Golf In China

Charles McGrath in the Sunday NY Times' new sports magazine:

Golf has now replaced karaoke as the preferred way of entertaining business clients.

What all this means, though, is that golf hasn't evolved in China: it has arrived more or less full-blown, in its high-end and even slightly decadent form. If you think of the country as a kind of golf laboratory, it's one that skipped over all the populist experiments — the developmental stage of public links and pitch 'n' putt and little rural nine-holers — and went straight to the exclusive clubs and the gated golf course communities whose manicured fairways are lined with McMansions. There are no munis, just a handful of daily-fee courses, and the membership at most clubs would set you back more than it would at Winged Foot.

Officially the Chinese government appears to be ambivalent about golf, which it eradicated, along with other vestiges of Western luxury and elitism, in 1949. In Shanghai, for example, where the British introduced golf to the Chinese in the 19th century and where the most famous club, Hung-Jao, was taken over by the municipal authorities and turned into a zoo, government officials are still discouraged from playing. Many do, anyway. They just use assumed names.

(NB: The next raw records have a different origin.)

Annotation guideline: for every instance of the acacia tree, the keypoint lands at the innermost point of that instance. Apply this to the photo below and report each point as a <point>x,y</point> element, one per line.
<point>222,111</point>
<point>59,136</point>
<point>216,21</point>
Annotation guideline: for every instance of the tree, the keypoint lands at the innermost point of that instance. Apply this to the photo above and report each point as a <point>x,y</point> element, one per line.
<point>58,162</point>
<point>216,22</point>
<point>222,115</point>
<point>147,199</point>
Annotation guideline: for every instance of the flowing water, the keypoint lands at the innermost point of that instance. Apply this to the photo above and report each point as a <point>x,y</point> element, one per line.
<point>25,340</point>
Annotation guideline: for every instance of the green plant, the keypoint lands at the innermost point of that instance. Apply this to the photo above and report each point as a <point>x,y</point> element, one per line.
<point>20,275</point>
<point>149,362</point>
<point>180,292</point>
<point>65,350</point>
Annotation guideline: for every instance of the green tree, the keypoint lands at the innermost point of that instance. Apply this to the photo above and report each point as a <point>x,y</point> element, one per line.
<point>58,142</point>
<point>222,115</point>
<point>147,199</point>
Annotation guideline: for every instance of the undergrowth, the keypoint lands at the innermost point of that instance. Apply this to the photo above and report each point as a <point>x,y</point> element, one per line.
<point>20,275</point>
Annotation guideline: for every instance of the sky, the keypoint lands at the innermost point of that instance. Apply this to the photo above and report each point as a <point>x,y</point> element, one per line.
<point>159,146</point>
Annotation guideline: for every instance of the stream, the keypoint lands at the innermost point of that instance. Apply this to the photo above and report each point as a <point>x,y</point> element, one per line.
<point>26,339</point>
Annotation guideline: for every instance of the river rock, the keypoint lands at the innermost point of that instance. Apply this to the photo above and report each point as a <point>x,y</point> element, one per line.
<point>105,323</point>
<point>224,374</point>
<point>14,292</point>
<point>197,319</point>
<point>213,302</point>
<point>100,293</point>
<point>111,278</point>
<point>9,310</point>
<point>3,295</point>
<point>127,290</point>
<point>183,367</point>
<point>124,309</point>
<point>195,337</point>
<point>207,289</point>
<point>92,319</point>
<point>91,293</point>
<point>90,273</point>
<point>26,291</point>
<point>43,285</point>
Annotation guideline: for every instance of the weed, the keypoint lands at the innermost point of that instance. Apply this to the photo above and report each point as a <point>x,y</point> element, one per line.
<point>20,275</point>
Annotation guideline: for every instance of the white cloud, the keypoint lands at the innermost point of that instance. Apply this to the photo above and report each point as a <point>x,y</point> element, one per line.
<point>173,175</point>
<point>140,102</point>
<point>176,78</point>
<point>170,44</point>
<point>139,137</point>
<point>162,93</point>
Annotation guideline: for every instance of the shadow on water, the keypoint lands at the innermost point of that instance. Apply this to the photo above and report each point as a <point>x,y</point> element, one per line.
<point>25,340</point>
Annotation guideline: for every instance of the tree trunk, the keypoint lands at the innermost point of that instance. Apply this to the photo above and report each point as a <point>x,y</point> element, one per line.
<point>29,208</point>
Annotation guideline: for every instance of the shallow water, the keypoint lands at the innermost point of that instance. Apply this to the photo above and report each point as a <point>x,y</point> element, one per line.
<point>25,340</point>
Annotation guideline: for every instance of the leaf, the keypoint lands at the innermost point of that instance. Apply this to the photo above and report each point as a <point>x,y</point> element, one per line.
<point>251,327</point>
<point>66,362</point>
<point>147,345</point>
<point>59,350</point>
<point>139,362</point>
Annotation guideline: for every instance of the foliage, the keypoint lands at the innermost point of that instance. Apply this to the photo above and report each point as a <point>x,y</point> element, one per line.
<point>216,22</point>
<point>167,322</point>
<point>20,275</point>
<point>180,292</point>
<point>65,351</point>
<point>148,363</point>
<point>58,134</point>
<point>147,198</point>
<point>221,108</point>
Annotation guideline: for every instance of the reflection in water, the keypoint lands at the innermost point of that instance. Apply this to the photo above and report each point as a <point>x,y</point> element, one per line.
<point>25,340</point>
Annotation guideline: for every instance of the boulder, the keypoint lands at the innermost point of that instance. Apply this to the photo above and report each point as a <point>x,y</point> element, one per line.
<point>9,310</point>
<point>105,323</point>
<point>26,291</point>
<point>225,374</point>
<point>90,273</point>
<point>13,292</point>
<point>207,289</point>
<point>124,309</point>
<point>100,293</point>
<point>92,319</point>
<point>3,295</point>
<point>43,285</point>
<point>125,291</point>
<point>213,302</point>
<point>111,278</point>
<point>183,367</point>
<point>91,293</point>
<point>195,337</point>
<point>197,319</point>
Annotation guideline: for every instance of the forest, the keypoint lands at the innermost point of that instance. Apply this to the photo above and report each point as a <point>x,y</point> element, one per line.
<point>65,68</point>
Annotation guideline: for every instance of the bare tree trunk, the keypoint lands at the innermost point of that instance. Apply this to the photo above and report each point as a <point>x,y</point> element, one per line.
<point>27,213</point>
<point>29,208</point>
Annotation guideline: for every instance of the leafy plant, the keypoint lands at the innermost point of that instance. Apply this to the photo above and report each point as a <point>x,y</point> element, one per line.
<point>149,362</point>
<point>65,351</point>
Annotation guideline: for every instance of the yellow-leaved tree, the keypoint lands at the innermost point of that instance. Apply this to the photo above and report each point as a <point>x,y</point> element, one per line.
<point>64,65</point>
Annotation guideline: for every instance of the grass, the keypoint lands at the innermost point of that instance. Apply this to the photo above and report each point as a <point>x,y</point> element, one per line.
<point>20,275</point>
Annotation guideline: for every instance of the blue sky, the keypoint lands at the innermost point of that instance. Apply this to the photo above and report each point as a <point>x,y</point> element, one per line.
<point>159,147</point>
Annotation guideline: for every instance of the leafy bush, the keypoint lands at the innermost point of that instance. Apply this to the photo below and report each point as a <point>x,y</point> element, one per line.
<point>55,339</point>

It has been said that if Hu Jintao, the country's president, were ever photographed holding a club, a million new golfers would come leaping out of the closet. Occasionally you also hear that China is in danger of turning into Myrtle Beach, S.C., with more courses than there are players to keep them profitable. But you would never think so from visiting Chinese clubs, which teem with golfers from dawn to dusk. At Mission Hills, the country's largest golf complex, outside the city of Shenzhen, people play under the lights until two in the morning.